自分の中の異性イメージや異性的な部分、あるおは理想の異性のイメージをアニマ(男性の中の女性像、女性的な部分)、アニムス(女性の中の男性像、男性的な部分)と呼び、全ての人の心にあるとしている。
これは小説や映画の中の主人公や登場人物としても表現されるし、実は私たちの恋愛というのは、異性に自分の中にあるアニマ・アニムスを重ね合わせてそれに、引き寄せられているものとも言える。
近年では、男性も女性も心の中にアニマとアニムスの両方を持っている考えが一般的である。

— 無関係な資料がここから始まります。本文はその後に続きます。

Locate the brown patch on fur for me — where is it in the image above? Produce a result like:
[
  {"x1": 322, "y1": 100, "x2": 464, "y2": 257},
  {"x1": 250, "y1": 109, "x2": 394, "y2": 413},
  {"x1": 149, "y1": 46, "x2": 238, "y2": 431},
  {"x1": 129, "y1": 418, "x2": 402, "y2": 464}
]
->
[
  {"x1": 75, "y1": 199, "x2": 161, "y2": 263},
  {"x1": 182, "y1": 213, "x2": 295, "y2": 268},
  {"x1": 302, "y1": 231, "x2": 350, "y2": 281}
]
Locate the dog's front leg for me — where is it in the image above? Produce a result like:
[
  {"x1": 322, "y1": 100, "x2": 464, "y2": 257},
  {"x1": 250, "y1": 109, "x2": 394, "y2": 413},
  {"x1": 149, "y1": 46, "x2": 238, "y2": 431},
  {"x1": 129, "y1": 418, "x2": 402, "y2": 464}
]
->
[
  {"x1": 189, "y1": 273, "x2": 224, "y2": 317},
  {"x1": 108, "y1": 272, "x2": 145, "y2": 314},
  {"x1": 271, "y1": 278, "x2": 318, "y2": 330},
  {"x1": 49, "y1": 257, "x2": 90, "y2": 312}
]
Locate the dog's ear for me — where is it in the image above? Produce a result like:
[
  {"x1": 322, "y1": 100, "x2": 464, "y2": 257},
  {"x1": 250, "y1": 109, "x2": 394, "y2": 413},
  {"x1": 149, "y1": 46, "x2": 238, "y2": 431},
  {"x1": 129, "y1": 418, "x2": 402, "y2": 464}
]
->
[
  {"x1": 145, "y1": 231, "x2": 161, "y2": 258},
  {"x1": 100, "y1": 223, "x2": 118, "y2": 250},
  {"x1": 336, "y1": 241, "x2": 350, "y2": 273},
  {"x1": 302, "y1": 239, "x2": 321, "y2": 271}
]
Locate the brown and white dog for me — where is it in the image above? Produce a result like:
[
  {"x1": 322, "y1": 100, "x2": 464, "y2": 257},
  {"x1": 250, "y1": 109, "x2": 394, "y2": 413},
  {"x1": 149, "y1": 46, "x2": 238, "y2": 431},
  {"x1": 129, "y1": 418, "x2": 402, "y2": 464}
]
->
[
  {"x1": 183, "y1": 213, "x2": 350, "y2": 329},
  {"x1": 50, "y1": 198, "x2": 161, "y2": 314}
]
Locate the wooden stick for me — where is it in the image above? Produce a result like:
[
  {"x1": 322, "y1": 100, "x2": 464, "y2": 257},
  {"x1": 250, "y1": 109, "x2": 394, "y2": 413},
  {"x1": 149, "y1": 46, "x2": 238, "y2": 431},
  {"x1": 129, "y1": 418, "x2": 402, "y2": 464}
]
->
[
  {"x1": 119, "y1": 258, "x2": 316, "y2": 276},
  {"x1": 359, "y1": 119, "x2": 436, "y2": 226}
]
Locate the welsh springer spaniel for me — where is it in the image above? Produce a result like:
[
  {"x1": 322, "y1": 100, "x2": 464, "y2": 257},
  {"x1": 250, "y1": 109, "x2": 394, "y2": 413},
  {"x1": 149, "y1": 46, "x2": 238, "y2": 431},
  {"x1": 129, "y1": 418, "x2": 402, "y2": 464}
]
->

ユングは、心の奥深くに「完全なるもの」「最高なるもの」のイメージパターンとして、「自己(セルフ)」という元型があると考えた。
この自己の原型は、心の中に何かを抑え込んだり、本当の自分らしくない人生を生きている場合や、自分の人生が意味のないものに感じている時に、そこに意味を与えたり、よりその人らしい人生を選択していくための決断や、選択の場面に働いたりする力でもある。
ユングは、このセルフこそが心の中心にあるもので、単に意識で考え選択することがらは、その人の心全体が望んだり求めたりしていることとは、大きくくずれる場合があるとしている。
つまり、このセルフが十分に働くことによって、はじめて私たちは一人の人間としてより納得のいく、より自分らしい生き方ができるようになる。
心の奥深くに存在するイメージ!?
・アニマとアニムス
男性の中にある女性像をアニマ、女性の中にある男性像をアニムスと呼ぶ。
・自己
「自己」は、意識の中心にある自我が心の中で統合され、より自分らしい自分を目指す働きをする。